It’s no secret that shopping is moving online. Local malls are shutting down because many people are buying everything they want and need from their computer or smartphone. E-commerce retail sales hit $209.5 billion in Q3 of 2021, a 36.7% year-over-year increase. Big sellers like Amazon are not the only ones getting in on e-commerce. Small businesses are also shifting to an online sales model at a record rate. There are significant implications for warehouse and fulfillment service demand.
Small businesses often could gain tremendous benefits from having a warehouse space, but they can’t afford to purchase their own warehouse property. Many small e-commerce companies are run out of the owner’s house, and the limited space to hold inventory doesn’t allow businesses to scale effectively. This is one of the reasons that the ecosystem around e-commerce is shifting, including the advent of co-warehousing.

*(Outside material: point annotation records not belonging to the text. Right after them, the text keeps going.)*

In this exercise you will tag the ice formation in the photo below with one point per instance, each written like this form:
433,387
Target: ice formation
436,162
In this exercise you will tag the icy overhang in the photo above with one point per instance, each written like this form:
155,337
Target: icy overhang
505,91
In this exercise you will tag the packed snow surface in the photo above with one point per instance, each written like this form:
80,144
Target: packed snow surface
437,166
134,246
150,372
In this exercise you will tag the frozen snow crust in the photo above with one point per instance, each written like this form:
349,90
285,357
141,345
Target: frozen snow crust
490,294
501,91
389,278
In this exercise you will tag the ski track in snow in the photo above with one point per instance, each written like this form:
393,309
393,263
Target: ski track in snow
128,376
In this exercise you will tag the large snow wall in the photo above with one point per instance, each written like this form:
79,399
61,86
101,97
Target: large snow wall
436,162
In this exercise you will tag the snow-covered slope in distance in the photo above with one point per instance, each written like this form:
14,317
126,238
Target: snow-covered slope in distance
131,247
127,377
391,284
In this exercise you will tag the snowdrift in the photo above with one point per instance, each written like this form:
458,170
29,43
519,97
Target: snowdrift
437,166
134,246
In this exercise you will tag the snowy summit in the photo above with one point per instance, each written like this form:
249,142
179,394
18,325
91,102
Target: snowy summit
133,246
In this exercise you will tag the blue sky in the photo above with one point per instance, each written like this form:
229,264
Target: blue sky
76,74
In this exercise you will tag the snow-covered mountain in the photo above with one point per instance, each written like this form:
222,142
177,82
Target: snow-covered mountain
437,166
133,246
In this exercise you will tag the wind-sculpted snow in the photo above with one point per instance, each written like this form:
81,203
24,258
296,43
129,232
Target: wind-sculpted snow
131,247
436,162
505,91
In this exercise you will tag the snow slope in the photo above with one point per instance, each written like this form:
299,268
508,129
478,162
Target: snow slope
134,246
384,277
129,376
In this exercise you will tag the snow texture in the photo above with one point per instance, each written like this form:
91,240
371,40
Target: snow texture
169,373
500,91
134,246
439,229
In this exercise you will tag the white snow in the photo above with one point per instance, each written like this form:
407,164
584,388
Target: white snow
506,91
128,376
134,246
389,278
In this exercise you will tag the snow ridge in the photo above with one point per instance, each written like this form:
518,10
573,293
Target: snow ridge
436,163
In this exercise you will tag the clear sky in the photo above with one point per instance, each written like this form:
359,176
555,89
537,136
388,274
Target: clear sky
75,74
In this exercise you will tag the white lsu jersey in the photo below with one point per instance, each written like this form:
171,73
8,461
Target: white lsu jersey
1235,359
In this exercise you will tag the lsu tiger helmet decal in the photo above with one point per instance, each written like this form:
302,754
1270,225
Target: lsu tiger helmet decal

Co-warehousing builds on the idea of co-working, by offering a small warehouse space with community as part of the business model. Co-warehousing and fulfillment service businesses give these home-based companies flexibility to provide scaling commerce without owning a whole warehouse. Basically, the co-warehousing business rents or buys a warehouse and sub-leases space to small organizations that do not need significant space, and then creating shared services (receiving, packaging, docks, often personnel) and community elements (kitchen, events, etc.).
One such company is Elevator; A new co-warehouse is coming to Omaha to service the small business owners and empower their e-commerce services. The service is perfect for businesses of all sizes, with warehouse spaces that range from 150-to 2,000 sq ft. Elevator has optional on-demand labor and custom shipping services to spend more time conducting business and less time fulfilling orders.
This warehouse is more than a storage space. In addition to the suite, Elevator provides private office spaces, conference rooms, photo & video areas; for capturing pictures of merchandise, and kitchen/break rooms. Elevator understands that efficiency is everything for their clients with few employees, and keeping the office with the inventory allows for more productivity. Clients of Elevator will be able to work on a month-by-month membership, all costs are included, and there are no long-term lease agreements.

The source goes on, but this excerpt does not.